ULTRALIGHT SAILPLANES can’t be foot-launched or landed, as they usually have a cockpit and normal wing layout like full size gliders, plus wheels for takeoff and landing. They also have the best performance. However, they are expensive and more difficult to transport.
Getting Into the Air When hang gliders fly from cliffs, they don’t “jump”, despite what most people think. The pilot runs with the glider and flies off – most launches allow the pilot to be in full flying control by the time they reach the edge. Many launch sites have been modified to help safe launches, and help minimise impact on the local environment. Hang gliders can also be towed behind a car using a tow rope and tension meter, and ultralight aircraft have also been used to tow gliders to a height where they can “pin off” and fly free. Lightweight engine and propeller units are also available for self-launching soaring.
Staying Up Hang gliders depend on rising air, called “lift” to stay aloft. Sea cliffs provide lift when there is an onshore breeze, and inland thermals provide abundant lift for high flying. Although pilots say: “lift is where you find it”, experienced pilots learn to read terrain and weather clues to predict where the next thermal is. The landscape, cumulus clouds, and soaring birds all offer clues to lift.
How a hang glider is controlled Most hang gliders are controlled by shifting the pilot body weight either to the side, front or back. This gives very good control, and because a hang glider is very pitch stable (it returns to normal speed by itself) and neutrally roll stable (if you turn, it will tend to stay turning until you straighten things out) they are easy to both fly and land. In fact with practice, you can land and stop without even having to take a step.

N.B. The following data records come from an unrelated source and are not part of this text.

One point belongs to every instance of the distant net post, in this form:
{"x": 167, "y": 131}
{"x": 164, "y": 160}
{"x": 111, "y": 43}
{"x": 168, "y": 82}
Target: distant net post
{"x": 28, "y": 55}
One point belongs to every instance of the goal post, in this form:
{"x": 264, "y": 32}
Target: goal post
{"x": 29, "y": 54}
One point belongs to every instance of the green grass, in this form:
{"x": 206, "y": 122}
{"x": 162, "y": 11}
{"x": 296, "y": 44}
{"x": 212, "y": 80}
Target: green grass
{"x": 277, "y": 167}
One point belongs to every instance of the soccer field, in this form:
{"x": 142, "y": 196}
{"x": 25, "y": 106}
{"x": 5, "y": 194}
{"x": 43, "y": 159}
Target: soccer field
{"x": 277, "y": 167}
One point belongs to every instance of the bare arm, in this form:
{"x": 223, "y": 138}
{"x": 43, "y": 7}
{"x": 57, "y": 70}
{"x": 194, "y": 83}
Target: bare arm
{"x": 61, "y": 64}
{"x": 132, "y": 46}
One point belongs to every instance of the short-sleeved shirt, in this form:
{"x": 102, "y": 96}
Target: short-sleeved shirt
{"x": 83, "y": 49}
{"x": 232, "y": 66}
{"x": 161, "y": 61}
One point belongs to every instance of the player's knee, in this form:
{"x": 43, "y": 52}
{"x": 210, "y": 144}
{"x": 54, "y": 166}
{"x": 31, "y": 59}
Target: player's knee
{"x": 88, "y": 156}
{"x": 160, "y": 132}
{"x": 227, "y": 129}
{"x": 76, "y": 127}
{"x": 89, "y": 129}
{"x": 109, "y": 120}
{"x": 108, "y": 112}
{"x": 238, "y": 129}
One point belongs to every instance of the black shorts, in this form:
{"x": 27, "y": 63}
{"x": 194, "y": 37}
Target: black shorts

Basically, you shift your body in the direction you want to go. To go faster, you move forward; to slow down, backward. Also, the design of modern hang gliders includes features that automatically recover normal flight if you hit turbulence. In general, hang glider pilots can be assured that as long as they fly in sensible weather conditions, their wing will handle anything the air may throw at it.
Safety Although when hang gliding first became popular there were plenty of accidents, things have changed dramatically. Early equipment was basic and training often non-existent. Since the early 1980’s the accident rate has dropped markedly, mostly because pilots are required to be trained. Also, today’s equipment must be certified for both strength and stability in a wide range of conditions. Plus all hang gliders carry emergency parachutes. These are designed to bring both glider and pilot down together in the event of a structural failure or mid-air collision.
Learning All hang glider pilots are required qualify through an accredited flying school. Over the course – usually a week – you will be taught the basics of ground-handling, launching, flying and landing. There is also an exam on basic hang gliding theory. Many different approaches are used for teaching. Some schools offer tandem tow flights, others use mainly hill-based training. It’s always a good idea to ask what sort of reputation your proposed school has. Later, as you progress in skill level, you can obtain endorsements for alpine flying, towing or auxiliary powered flight.
Equipment As well as a hang glider ($1000 second hand to $4000 new) you’ll need a harness (up to $1000 new), a parachute (about $600) and instruments (from about $400). Beware of old and/or obsolete bargains in Trading Post-type publications.
Who can Fly? Anyone. You can legally fly a hang glider when you are 14 years old, and some pilots are still flying well into their 70’s, so age is no barrier either.
Originally posted 2012-08-23 13:19:18.